Und da war noch ein dreizehntes Wappen, das Flores völlig unbekannt war – ein Kreis, umgeben von Flammen, die einen feurigen Schweif bildeten, wie ein feuriges Geschoss oder ein Komet. Flores hatte Abbildungen von fallenden Sternen in Büchern gesehen, aber wem gehörte dieses Wappen und was machte es in Gersandes Keller?

»Was ist das für eines?«, fragte Flores ratlos und tippte darauf.

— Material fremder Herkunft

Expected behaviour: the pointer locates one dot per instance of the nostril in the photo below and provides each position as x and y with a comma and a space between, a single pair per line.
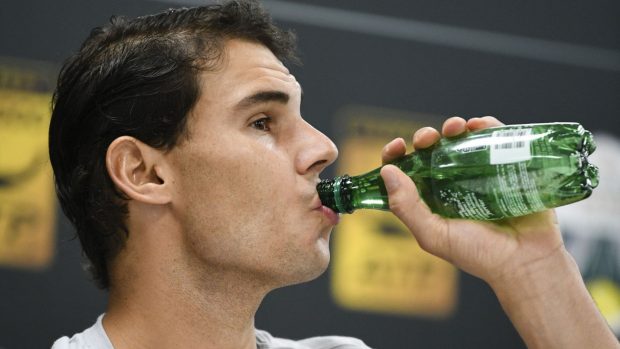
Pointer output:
317, 165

»Keine Ahnung«, sagte Gersande strahlend. »Und auch nicht, was die Wappen der Zwölf in unserem Keller machen. Es ist so spannend!«

»Habt ihr versucht, ob es dahinter weitergeht?«

»Falls du eine Geheimtür vermutest – wir haben gesucht, aber keinen Mechanismus gefunden. Und mit Gewalt wollen wir nicht vordringen. Der Midarch meinte, es sei ein schlechtes Omen, ein Abbild der Hüterin zu zerstören.«

Flores betastete die kleine Vertiefung im Tempeste-Wappen. Sie war innen sehr glatt und filigran gemeißelt.

»Fehlt hier irgend etwas?«, vermutete er.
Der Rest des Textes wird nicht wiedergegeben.